39. In such circumstances, the Court considers that the first applicant has lost his victim status in respect of the complaint under Article 1 of Protocol No. 1 to the Convention brought before the constitutional jurisdictions and subsequently before this Court concerning the period until 5 April 2018.
40. The complaint under Article 1 of Protocol No. 1 is therefore incompatible ratione personae with the provisions of the Convention within the meaning of Article 35 § 3 (a) and must be declared inadmissible in accordance with Article 35 § 4 of the Convention.
41. The applicant also complained separately about the 2018 amendments (in the application form) and the 2021 amendments (in subsequent correspondence updating the Court about the RRB proceedings) He argued that the latter did not envisage a remedy in relation to past losses. The Court understands this argument to refer to the losses incurred in the period after the Constitutional Court judgment, until the decision of the RRB. However, as noted above, the applicant has not appealed the RRB decision, nor challenged its outcome before the constitutional jurisdictions.
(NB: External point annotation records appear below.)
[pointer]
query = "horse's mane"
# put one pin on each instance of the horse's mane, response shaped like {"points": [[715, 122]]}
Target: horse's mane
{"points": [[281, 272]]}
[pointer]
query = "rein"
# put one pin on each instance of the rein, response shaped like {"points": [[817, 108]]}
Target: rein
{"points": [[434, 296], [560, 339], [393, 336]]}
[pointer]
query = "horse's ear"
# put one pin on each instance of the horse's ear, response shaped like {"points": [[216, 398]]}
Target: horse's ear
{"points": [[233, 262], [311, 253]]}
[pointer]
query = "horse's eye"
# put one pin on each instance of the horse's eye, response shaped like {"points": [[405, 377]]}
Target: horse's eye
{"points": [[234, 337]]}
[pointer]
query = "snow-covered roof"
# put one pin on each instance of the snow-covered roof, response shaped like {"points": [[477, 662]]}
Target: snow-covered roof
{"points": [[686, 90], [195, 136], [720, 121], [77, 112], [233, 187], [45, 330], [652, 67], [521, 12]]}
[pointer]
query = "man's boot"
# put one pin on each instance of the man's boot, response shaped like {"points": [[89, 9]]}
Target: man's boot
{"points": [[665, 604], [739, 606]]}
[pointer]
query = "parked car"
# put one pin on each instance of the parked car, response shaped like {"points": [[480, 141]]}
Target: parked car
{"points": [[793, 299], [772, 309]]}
The Court is mindful that in this situation the applicants have to suffer the piecemeal approach by the State who has been reluctant to resolve issues which the Court found to be in breach of the Convention more than a decade ago (see, mutatis mutandis , Cauchi , cited above, § 96). However, it reiterates that when there is an effective remedy, the Court should not take on the role of Contracting States, whose responsibility it is to ensure that the fundamental rights and freedoms enshrined therein are respected and protected on a domestic level (ibid., and the case-law cited therein).
42. It follows that this complaint is inadmissible for non ‑ exhaustion of domestic remedies, pursuant to Article 35 §§ 1 and 4 of the Convention.
43. The Court reiterates that Article 13 does not apply in the absence of an arguable claim (see Maurice v. France [GC], no. 11810/03, § 106, ECHR 2005 ‑ IX, and N.D. and N.T. v. Spain [GC], nos. 8675/15 and 8697/15, § 240, 13 February 2020 ). Bearing in mind the considerations made above, it concludes that in the specific circumstances of this case, the complaint under Article 13 is manifestly ill-founded and must be rejected pursuant to Article 35 §§ 3 (a) and 4 of the Convention.
For these reasons, the Court, unanimously,
Declares the application inadmissible.
Done in English and notified in writing on 15 June 2023.